Name suggestions for my new baby are welcome.










(I feel I should also mention that my mom and dad were kind enough to drive the Suburban with the stock trailer to help me get this loom. There is no way it would have gotten to its new home otherwise.)


----------



## lathermaker (May 7, 2010)

What a beauty! I'm super jealous! I think she looks like a Madoline


----------



## Lythrum (Dec 19, 2005)

That loom is awesome!

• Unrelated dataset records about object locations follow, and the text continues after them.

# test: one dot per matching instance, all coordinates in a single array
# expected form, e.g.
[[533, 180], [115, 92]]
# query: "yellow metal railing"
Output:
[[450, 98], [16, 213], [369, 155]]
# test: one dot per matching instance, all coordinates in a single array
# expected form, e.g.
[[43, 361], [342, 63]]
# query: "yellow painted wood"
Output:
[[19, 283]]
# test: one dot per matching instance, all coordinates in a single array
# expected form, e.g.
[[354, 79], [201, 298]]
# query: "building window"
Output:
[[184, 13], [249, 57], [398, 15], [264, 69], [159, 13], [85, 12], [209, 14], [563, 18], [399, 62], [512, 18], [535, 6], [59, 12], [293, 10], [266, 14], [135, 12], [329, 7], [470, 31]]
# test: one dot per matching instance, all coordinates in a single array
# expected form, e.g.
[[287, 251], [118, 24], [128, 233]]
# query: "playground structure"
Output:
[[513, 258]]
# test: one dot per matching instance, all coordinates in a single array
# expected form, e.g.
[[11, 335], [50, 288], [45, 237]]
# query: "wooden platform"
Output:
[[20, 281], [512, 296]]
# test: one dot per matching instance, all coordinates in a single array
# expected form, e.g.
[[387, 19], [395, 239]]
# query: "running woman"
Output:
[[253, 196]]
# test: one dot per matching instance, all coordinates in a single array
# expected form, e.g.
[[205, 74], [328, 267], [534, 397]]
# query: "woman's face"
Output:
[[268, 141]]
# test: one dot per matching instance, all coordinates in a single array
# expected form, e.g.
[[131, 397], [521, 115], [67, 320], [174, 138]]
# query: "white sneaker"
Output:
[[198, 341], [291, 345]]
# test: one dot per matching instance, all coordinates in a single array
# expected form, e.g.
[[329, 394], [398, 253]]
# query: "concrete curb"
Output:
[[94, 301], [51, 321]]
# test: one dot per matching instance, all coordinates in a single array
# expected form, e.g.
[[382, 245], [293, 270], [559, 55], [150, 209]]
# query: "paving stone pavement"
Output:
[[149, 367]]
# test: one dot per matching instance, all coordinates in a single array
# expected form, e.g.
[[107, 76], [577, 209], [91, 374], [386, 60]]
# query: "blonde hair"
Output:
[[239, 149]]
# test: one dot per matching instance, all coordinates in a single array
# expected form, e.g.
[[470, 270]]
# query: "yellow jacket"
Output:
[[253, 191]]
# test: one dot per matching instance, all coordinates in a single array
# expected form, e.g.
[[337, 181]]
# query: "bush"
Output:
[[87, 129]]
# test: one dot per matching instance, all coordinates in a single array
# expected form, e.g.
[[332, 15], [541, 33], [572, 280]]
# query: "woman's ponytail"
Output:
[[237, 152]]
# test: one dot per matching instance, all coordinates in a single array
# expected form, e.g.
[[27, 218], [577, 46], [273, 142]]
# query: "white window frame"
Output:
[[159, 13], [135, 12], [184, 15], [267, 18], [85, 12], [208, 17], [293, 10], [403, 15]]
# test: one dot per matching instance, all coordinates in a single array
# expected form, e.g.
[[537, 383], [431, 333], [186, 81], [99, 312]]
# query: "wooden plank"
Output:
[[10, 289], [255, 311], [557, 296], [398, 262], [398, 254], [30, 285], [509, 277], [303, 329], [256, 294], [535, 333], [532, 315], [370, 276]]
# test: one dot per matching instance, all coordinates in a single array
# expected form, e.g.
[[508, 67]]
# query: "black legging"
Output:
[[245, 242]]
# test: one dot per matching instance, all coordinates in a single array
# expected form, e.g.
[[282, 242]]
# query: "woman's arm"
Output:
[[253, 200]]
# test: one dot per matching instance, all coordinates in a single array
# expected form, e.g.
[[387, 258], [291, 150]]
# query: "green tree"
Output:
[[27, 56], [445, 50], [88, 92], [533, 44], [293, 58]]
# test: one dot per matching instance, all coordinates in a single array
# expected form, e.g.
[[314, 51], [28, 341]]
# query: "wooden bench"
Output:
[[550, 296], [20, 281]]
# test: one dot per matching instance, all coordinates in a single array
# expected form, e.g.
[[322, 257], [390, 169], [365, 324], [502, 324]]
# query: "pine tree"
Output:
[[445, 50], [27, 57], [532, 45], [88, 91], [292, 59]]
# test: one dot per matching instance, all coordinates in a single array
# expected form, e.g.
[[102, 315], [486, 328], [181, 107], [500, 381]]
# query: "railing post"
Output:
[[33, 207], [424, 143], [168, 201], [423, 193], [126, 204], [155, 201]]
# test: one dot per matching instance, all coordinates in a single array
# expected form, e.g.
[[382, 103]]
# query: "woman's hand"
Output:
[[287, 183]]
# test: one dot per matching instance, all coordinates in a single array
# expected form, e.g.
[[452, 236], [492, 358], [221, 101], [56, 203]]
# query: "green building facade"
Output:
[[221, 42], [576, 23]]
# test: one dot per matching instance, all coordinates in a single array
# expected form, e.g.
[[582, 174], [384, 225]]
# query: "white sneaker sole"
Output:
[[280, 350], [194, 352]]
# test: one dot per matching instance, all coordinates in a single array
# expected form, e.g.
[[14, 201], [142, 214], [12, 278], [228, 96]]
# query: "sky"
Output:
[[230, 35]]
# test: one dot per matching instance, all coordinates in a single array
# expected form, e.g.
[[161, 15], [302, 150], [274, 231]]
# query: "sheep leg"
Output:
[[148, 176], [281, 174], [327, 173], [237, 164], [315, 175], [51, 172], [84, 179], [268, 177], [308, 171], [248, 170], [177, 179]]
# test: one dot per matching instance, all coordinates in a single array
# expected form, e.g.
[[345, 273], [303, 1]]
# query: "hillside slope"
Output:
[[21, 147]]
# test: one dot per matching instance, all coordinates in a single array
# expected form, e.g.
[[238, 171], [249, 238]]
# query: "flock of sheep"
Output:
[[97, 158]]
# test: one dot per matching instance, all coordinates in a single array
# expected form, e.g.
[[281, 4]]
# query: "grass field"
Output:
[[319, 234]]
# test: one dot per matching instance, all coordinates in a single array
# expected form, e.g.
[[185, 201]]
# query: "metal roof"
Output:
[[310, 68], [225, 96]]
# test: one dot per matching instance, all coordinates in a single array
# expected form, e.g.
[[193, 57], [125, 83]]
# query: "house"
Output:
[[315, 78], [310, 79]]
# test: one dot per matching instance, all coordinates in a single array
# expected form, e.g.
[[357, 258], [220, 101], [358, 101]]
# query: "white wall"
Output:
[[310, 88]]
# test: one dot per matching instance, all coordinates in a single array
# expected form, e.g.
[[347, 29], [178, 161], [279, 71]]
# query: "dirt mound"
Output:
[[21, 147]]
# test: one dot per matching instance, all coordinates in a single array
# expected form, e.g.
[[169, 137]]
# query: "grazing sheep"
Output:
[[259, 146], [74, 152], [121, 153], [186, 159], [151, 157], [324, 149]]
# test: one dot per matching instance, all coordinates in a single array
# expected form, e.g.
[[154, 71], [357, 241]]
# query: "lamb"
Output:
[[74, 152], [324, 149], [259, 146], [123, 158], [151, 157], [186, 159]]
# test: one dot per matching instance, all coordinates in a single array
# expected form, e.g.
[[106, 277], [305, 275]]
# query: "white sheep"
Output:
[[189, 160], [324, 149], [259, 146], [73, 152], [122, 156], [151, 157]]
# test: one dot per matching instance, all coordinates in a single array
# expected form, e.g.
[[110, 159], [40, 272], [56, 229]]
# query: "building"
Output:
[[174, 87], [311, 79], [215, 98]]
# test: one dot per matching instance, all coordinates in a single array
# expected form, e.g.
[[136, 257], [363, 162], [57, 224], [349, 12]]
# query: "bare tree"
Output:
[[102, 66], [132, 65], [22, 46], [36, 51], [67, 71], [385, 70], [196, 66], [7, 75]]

I can't wait to see what the Swedish dishtowels look like.


----------



## weever (Oct 1, 2006)

Woot!

Is it a boy or a girl?

Girl: Annika, Britta, Gerda, Lena, Tekla.

Boy: Andreas, Erland, Halsten, Olaf, Tobyn.

These names almost make me wish I was Swedish. So musical!


----------



## SvenskaFlicka (Nov 2, 2011)

She's a girl.  I like Annika and Tekla. I've also had Hilda and Stella suggested.


----------



## mamajohnson (Nov 27, 2002)

Wow! Gorgeous! 
I think I would be overwhelmed.


----------



## Katherine in KY (May 11, 2002)

Congratulations on your "new" loom. I have a Macomber loom of that vintage, but mine is only 4 harnesses although you can add 4 more. I don't have the sectional back beam either. I hope you have long legs to reach all those treadles! They're really sturdy looms, and I'm sure you'll love it.


----------



## pmatherne (May 3, 2012)

Wow that is a very nice broad loom
I can not wait until we can get one. Just dressing the loom is a big pain for me


----------



## 7thswan (Nov 18, 2008)

Very nice,congratulations. She looks like a Tatiania.


----------



## Marchwind (May 10, 2002)

Woo Hoo!!! Congratulations on your new girl, she is beautiful.


----------